Kids love monsters; they never tire of stories from myth and legend. At the beginning of the Story telling and Art course, we travelled around the world, exploring stories from many different cultures, finding out about the spirits and mythical creatures that populate these tales. We encountered trolls from Iceland, dragons in China, a host of crazy critters in Japan, Baba Yaga in Russia, the Komondo bird from Africa, and of course, many hybrids from Greek mythology.
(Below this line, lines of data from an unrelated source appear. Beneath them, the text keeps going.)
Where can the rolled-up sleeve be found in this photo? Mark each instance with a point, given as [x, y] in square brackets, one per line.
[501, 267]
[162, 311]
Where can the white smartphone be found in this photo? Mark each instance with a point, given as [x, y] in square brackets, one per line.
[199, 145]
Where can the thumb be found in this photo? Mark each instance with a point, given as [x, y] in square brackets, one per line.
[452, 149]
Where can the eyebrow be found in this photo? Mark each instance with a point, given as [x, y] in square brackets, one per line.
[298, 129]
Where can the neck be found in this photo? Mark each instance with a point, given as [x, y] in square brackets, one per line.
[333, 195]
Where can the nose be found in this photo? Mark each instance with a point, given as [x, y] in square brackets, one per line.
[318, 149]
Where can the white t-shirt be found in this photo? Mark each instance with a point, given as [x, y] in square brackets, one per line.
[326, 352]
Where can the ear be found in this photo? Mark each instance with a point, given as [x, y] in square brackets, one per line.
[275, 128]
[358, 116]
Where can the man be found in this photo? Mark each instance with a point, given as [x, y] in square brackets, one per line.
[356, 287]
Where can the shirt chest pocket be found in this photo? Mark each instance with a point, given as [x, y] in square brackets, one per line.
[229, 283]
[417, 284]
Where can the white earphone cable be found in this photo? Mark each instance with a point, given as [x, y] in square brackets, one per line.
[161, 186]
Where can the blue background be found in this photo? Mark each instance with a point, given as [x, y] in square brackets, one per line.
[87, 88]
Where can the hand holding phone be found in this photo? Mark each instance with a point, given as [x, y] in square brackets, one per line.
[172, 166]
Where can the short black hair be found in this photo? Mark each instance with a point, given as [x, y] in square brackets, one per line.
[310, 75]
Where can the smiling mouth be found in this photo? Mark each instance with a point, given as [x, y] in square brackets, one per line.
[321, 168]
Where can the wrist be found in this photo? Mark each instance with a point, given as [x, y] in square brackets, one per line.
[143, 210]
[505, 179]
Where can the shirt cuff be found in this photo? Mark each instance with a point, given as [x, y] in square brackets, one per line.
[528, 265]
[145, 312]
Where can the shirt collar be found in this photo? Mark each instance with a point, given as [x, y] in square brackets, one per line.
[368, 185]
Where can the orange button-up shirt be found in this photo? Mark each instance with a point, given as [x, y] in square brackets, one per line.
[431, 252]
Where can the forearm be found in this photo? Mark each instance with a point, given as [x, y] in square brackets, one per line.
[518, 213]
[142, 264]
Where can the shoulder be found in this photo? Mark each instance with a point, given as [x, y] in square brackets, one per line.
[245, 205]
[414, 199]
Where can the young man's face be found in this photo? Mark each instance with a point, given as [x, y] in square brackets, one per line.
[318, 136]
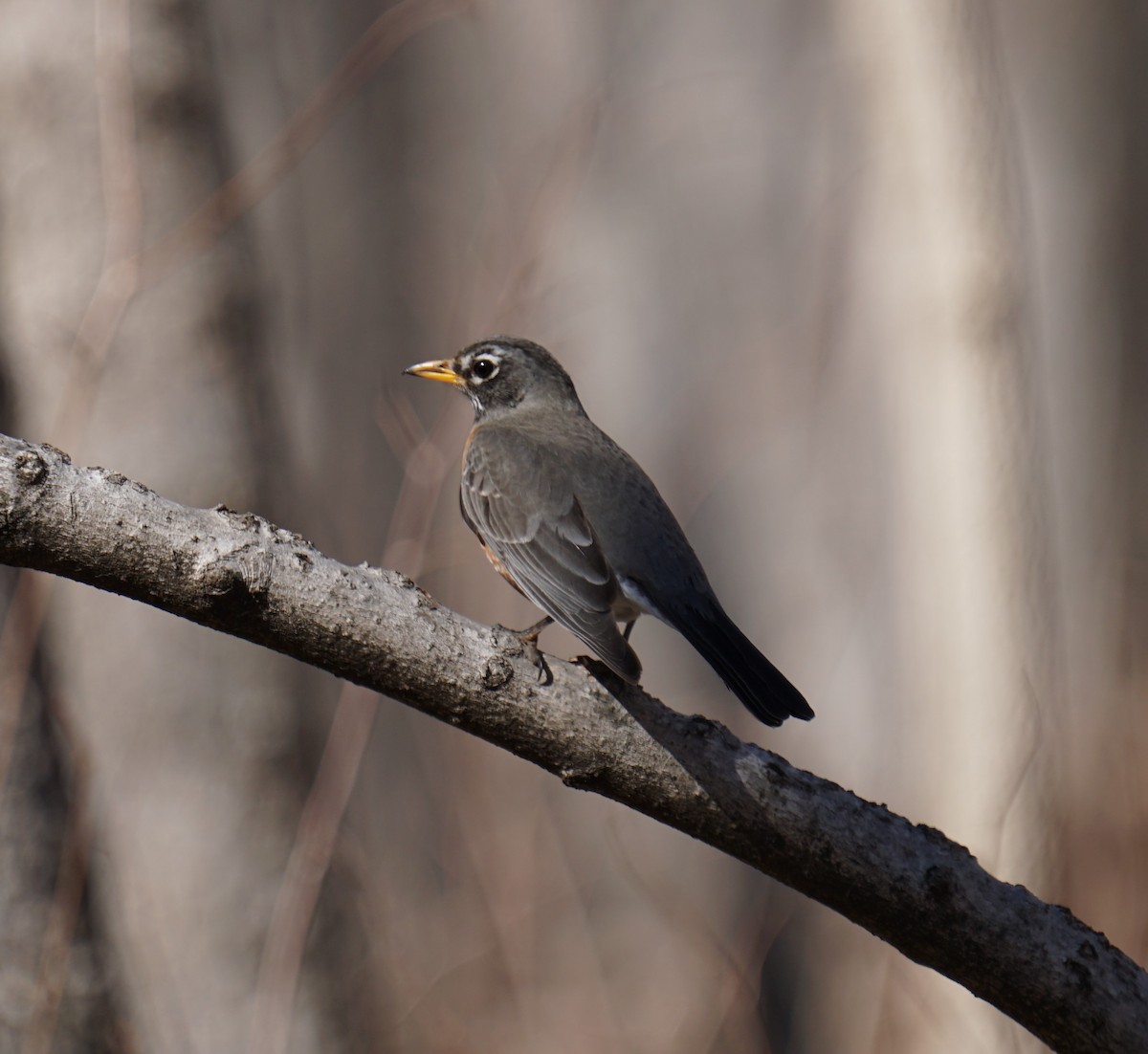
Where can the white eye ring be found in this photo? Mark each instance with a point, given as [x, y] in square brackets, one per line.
[483, 367]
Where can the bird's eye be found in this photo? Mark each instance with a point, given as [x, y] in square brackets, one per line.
[483, 367]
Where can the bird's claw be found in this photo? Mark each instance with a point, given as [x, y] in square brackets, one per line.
[531, 643]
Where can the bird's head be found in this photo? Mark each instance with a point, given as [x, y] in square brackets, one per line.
[502, 373]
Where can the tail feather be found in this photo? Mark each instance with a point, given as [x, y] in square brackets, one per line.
[764, 691]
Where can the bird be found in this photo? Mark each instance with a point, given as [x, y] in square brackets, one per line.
[572, 521]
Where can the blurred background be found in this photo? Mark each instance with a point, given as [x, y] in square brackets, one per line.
[864, 287]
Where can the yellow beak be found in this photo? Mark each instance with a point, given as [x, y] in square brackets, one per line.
[437, 370]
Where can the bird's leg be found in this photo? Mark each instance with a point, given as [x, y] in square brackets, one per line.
[529, 639]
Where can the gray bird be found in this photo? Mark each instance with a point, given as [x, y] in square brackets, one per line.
[572, 521]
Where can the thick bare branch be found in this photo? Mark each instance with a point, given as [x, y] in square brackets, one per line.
[907, 884]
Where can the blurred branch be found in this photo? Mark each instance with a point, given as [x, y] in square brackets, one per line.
[907, 884]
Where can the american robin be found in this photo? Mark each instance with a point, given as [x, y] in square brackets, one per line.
[569, 520]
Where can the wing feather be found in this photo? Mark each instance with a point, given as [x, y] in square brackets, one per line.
[519, 499]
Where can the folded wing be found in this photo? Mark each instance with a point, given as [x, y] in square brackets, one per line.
[518, 498]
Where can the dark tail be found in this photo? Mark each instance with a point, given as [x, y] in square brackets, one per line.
[746, 671]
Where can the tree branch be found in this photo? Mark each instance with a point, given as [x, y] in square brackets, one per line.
[907, 884]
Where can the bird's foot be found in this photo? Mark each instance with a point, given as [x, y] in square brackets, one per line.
[531, 643]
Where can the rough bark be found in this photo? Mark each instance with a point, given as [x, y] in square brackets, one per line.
[907, 884]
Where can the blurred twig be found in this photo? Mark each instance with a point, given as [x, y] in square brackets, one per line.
[261, 175]
[342, 756]
[307, 867]
[21, 631]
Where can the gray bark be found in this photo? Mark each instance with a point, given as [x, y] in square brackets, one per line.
[907, 884]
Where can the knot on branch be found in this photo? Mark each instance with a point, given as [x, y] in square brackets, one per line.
[32, 469]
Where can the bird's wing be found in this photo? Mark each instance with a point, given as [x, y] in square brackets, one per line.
[518, 498]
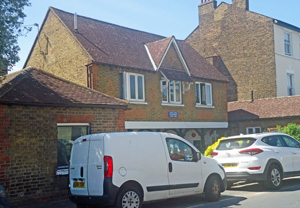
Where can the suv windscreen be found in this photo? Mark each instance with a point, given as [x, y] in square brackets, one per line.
[235, 143]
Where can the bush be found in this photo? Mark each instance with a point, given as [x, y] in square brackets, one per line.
[212, 147]
[291, 129]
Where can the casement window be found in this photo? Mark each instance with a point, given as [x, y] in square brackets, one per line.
[288, 44]
[204, 94]
[171, 91]
[253, 130]
[290, 84]
[66, 135]
[133, 87]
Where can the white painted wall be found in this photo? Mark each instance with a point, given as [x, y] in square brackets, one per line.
[286, 64]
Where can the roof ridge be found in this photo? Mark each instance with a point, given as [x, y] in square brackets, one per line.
[72, 83]
[108, 23]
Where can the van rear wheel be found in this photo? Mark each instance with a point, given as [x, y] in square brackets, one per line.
[129, 197]
[213, 188]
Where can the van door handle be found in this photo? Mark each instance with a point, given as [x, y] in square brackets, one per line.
[170, 167]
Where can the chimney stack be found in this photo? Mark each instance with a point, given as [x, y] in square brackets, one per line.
[75, 23]
[243, 4]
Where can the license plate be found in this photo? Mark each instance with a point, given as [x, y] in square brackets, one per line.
[230, 165]
[78, 184]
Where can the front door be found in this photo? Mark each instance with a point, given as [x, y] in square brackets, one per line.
[184, 170]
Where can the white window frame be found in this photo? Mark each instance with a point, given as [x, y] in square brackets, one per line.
[64, 170]
[253, 129]
[290, 84]
[127, 90]
[168, 87]
[288, 44]
[198, 90]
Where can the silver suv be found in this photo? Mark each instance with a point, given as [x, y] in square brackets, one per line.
[266, 158]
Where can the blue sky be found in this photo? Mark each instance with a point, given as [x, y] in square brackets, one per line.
[162, 17]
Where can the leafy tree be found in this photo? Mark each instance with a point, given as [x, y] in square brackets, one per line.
[291, 129]
[11, 20]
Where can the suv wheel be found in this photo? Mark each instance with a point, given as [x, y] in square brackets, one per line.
[129, 197]
[213, 188]
[274, 177]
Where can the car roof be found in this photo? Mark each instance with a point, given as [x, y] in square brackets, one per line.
[254, 136]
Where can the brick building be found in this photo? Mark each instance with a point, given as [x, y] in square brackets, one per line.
[261, 53]
[262, 115]
[168, 85]
[40, 116]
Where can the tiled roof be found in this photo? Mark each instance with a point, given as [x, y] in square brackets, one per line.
[264, 108]
[36, 87]
[158, 48]
[116, 45]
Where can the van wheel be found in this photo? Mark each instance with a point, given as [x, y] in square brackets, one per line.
[213, 188]
[274, 177]
[129, 197]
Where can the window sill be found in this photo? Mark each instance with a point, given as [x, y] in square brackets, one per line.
[204, 106]
[172, 104]
[62, 172]
[138, 102]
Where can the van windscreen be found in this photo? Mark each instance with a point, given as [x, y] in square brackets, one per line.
[237, 143]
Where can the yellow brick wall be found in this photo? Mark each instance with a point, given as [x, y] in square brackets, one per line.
[57, 52]
[107, 80]
[245, 42]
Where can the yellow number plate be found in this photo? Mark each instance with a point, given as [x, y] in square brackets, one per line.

We discovered how influential these tales are in contemporary culture from Harry Potter to Studio Ghibli, and how integral to the human interaction with the natural world, where gods and spirits often represent the sky, earth, forests, forces of nature and ancestral memory. In many cultures it is believed that every object has a soul, and shamanistic rituals include worshipping the spirits and demons that inhabit the natural world.
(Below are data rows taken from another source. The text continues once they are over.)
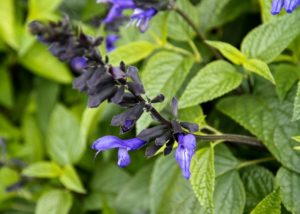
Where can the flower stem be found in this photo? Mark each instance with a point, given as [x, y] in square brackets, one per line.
[195, 28]
[251, 141]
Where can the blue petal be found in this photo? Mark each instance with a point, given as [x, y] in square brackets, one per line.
[134, 143]
[78, 63]
[107, 142]
[276, 6]
[184, 153]
[123, 158]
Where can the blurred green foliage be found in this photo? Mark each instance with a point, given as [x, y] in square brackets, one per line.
[47, 166]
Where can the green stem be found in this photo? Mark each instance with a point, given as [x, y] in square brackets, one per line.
[176, 49]
[195, 28]
[253, 162]
[251, 141]
[197, 54]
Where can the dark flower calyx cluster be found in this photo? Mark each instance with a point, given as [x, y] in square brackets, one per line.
[120, 85]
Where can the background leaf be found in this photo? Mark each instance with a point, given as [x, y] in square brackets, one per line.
[268, 40]
[289, 191]
[270, 204]
[64, 146]
[214, 80]
[54, 202]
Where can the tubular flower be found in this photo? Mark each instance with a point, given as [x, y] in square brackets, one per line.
[289, 5]
[141, 18]
[110, 42]
[111, 142]
[184, 152]
[117, 8]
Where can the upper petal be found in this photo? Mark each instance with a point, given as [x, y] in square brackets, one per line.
[107, 142]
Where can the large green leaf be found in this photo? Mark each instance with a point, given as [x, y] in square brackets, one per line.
[70, 179]
[6, 88]
[8, 24]
[268, 119]
[289, 189]
[164, 73]
[214, 80]
[229, 51]
[42, 169]
[169, 191]
[54, 202]
[270, 204]
[285, 76]
[223, 11]
[65, 141]
[259, 67]
[34, 146]
[39, 61]
[135, 190]
[131, 53]
[258, 182]
[268, 40]
[177, 26]
[203, 178]
[41, 9]
[296, 111]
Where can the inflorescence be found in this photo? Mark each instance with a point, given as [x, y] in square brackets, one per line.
[122, 86]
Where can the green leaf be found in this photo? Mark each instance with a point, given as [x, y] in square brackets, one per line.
[64, 139]
[54, 202]
[285, 77]
[135, 190]
[7, 177]
[270, 204]
[164, 73]
[42, 169]
[90, 118]
[46, 97]
[203, 177]
[34, 147]
[169, 191]
[69, 178]
[259, 67]
[267, 41]
[213, 81]
[42, 9]
[8, 23]
[178, 28]
[289, 189]
[296, 111]
[229, 194]
[131, 53]
[229, 51]
[268, 119]
[192, 114]
[258, 182]
[39, 61]
[6, 88]
[223, 10]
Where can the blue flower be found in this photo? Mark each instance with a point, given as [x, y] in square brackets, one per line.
[141, 18]
[184, 152]
[111, 142]
[110, 42]
[117, 8]
[289, 5]
[78, 63]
For the half term workshop, we looked at a variety of mythological creatures, and then the nine children created their own. They took elements of their favourite creatures, and in some cases combined them with vegetables, plants and human forms. They gave them a name, and supernatural powers.
2 thoughts on “Mythical Monsters”
This sounds like a great class, I really enjoyed reading about it and seeing the artwork! If you teach it again, perhaps you’ll find this book of interest: Book of Imaginary Beings, written by Jorge Luis Borges and illustrated by Peter Sis.
Thank you! I will definitely get a copy of that book as I haven’t read it. I love Borges’ Labyrinths.